We follow the Book Led Curriculum. Just as it sounds, all of our learning is introduced and supported by lovely, engaging books that have been carefully chosen to support the National Curriculum.

The book-led curriculum: where reading excites children to ask questions and learn new knowledge and skills.

The book-led curriculum has reading for purpose at its very core. Each unit of work has a high-quality, age appropriate driving text assigned that is used as the catalyst to impart curriculum knowledge and promote questioning. These texts are carefully selected to engage, inspire and deepen understanding. Alongside this, supplementary texts and bespoke knowledge organisers enable pupils to enrich their knowledge, vocabulary and curriculum skills. Every curriculum session begins with reading for purpose, from either the driving book or a supplementary text. Pupils then use this as a stimulus to discuss new knowledge, deepen their enquiry skills and form links in their learning.

The long-term plan is devised so that there are clear subject links within a unit, enabling pupils to make connections in their learning. This is also the case with the subject strands: skills within these correlate with other subjects, for example the skills within similarities and differences in history work parallel with making comparisons in geography.  Curriculum units are also placed before background knowledge is required for the reading strategy texts. This ensures that pupils have a further opportunity to demonstrate knowledge in a different context, build schema and reinforce retention of facts.

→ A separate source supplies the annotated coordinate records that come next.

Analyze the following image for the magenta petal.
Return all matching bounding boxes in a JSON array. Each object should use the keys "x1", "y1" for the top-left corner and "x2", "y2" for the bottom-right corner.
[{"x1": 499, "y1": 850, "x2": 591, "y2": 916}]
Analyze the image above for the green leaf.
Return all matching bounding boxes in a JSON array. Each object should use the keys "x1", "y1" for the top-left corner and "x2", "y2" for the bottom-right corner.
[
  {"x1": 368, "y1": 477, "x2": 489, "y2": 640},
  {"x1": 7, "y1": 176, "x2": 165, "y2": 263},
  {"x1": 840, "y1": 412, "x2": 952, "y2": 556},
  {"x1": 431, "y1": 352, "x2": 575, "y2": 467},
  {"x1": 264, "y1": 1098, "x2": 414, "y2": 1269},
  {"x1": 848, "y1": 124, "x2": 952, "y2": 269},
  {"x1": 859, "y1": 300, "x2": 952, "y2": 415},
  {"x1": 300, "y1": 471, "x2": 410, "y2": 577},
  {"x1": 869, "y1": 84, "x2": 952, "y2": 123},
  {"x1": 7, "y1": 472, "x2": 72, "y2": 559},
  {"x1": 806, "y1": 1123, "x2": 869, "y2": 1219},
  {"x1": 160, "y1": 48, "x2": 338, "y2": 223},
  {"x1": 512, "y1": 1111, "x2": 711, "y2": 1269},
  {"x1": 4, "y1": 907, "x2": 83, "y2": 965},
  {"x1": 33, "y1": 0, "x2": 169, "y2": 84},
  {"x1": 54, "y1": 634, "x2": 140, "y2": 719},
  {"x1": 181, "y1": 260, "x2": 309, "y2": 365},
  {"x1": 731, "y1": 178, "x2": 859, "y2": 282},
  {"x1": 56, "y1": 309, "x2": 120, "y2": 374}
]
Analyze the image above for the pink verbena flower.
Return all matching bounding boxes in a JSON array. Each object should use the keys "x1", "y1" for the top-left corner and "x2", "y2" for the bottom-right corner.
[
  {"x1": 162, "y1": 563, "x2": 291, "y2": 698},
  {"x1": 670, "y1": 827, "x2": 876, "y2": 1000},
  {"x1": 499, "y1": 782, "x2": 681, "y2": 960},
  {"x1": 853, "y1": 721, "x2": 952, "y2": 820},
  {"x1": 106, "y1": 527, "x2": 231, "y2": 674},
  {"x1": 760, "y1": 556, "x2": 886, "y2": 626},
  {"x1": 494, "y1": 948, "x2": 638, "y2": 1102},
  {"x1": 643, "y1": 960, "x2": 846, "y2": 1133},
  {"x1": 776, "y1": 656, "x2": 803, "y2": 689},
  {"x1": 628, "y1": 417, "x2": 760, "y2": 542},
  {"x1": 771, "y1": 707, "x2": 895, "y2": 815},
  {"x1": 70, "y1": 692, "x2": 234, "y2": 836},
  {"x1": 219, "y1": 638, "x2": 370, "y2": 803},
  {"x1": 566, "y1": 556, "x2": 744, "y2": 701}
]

All learning is mastery of skills, which are progressive through the year, a phase and key stage. For the book-led curriculum these are entitled take-aways and relate to different strands of each subject. Reinforcing our strong belief in fostering enquiry, all units have an overarching question as its title and each session has a threaded question: all of which are used to assess pupil progress.

Influential people are also paramount to the curriculum, and are used in all subjects. These are selected to span different eras and link directly to the unit of work pupils are learning. By incorporating a range of people (e.g. historians, scientists, entrepreneurs), new learning is put into a real-world context, developments within a subject historically are seen and pupils are given an insight into how their learning impacts on the world around them and aspires them for future careers.